To control the ordering of sequences, use cluster_order (default=None):

# - None: keep the algorithm's default order
df_clust = aa.filter_seq(df_seq=df_seq, cluster_order=None)
aa.display_df(df_clust, n_rows=-5)
# - "size": sort clusters by decreasing size
df_clust = aa.filter_seq(df_seq=df_seq, cluster_order="size")
aa.display_df(df_clust, n_rows=-5)
# - "input": restore original input order
df_clust = aa.filter_seq(df_seq=df_seq, cluster_order="input")
aa.display_df(df_clust, n_rows=-5)

	entry	cluster	identity_with_rep	is_representative
1996	CAPSID_4517	1995	100.000000	1
1997	CAPSID_4516	1996	100.000000	1
1998	CAPSID_4300	1997	100.000000	1
1999	CAPSID_4108	1998	100.000000	1
2000	CAPSID_4984	1999	100.000000	1

	entry	cluster	identity_with_rep	is_representative
1996	CAPSID_444	1995	100.000000	1
1997	CAPSID_4821	1996	100.000000	1
1998	CAPSID_530	1997	100.000000	1
1999	CAPSID_986	1998	100.000000	1
2000	CAPSID_4492	1999	100.000000	1

	entry	cluster	identity_with_rep	is_representative
1996	CAPSID_5081	1975	100.000000	1
1997	CAPSID_5082	1445	100.000000	1
1998	CAPSID_5083	1148	100.000000	1
1999	CAPSID_5084	1733	100.000000	1
2000	CAPSID_5085	1802	100.000000	1

Multiprocessing can be enabled by using the n_jobs parameter, which is set to the maximum if n_jobs=None.
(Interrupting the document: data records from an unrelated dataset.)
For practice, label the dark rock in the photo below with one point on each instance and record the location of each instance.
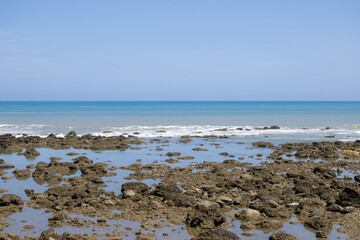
(220, 234)
(170, 192)
(31, 153)
(349, 197)
(172, 154)
(6, 166)
(10, 200)
(318, 223)
(137, 187)
(22, 173)
(281, 235)
(263, 145)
However, this is only recommend for large datasets:

import time

# Run without multiprocessing
time_start = time.time()
df_clust = aa.filter_seq(df_seq=df_seq, n_jobs=1)
time_no_mp = round(time.time() - time_start, 2)
print(f"Time without multiprocessing: {time_no_mp} seconds")

# Run with multiprocessing
time_start = time.time()
df_clust = aa.filter_seq(df_seq=df_seq, n_jobs=3)
time_mp = round(time.time() - time_start, 2)
print(f"Time with multiprocessing. {time_mp} seconds")

Time without multiprocessing: 0.09 seconds
Time with multiprocessing. 0.13 seconds

Set verbose=True to show the direct messages of the algorithms during processing and in case of errors. This can be very detailed for MMSeqs2 and is therefore not demonstrated here.